I am a bit confused at this moment? How is this incorrect?

This part is correct, but you are not finished. You need to do the integral (or consult a book or a web page, as I have said now for the third---and last---time). In a previous post you gave some weird expression for the mean that was incorrect (for one thing, it involved 't, but that has already been integrated out).
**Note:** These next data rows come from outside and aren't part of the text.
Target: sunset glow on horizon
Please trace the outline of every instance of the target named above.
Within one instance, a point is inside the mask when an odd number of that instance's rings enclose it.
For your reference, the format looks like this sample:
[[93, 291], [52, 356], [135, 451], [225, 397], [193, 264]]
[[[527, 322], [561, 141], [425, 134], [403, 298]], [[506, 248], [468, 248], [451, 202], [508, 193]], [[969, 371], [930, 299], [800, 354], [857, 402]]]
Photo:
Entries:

You had a quadratic equation to solve, which is totally false.
 
According to wolfram alpha and my own calculations with the help of a book the integral is http://www.wolframalpha.com/input/?i=axe^(-ax)+integrate

##E(t)=\int_{0}^{\infty }t\lambda e^{-\lambda t}dt=-\frac{1}{\lambda }(e^{-\infty}(\lambda t+1))+\frac{1}{\lambda }(e^{0}(\lambda t+1))=\frac{1}{\lambda }(\lambda t+1)=4##
now ##4\lambda=\lambda t+1##

What is wrong here?
 
skrat said:
According to wolfram alpha and my own calculations with the help of a book the integral is http://www.wolframalpha.com/input/?i=axe^(-ax)+integrate

##E(t)=\int_{0}^{\infty }t\lambda e^{-\lambda t}dt=-\frac{1}{\lambda }(e^{-\infty}(\lambda t+1))+\frac{1}{\lambda }(e^{0}(\lambda t+1))=\frac{1}{\lambda }(\lambda t+1)=4##
now ##4\lambda=\lambda t+1##

What is wrong here?

There should be no 't' in the final answer. As I said before, 't' has been integrated out---it is gone.